Just a tip you may or may not know about. On Lewis they "roll up the pavements" on a Sunday and it is frowned on to do, or hang out, washing. Almost all shops, restaurants closed. Some loosening up now, but plan ahead. 

Also, wifi is hard to find, and jolly expensive in the northern reaches of Scotland, so look out for free wifi (if you need it) at resto's/cafe's etc.


----------



## Garcia (Mar 5, 2010)

Definitely plan ahead for Sundays......the Chinese and Indian takeaways were about th only things open in Stornoway......maybe one pub besides....it is strange..... When my daughter moved there , she got told off by neighbours for hanging out washing on a Sunday.....for goodness sake,...if you work all week , when CAN you do your washing....
Weird place,
Beautiful,
But I'll never go back
Garcia


----------



## 4maddogs (May 4, 2010)

I don't think the hopscotch tickets are cheaper now that RET fares have come in.
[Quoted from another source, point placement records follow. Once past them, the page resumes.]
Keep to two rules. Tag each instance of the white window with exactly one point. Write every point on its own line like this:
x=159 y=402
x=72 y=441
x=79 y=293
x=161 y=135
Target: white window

Uists have no problems with wild camping and there and on Barra there are several small and very pleasant campsites (rather expensive though).

I had thought about going to Lewis this month, but Mull has beckoned me back again (as it does about 4 times a year!)


----------



## Stanner (Aug 17, 2006)

4maddogs said:


> I don't think the hopscotch tickets are cheaper now that RET fares have come in.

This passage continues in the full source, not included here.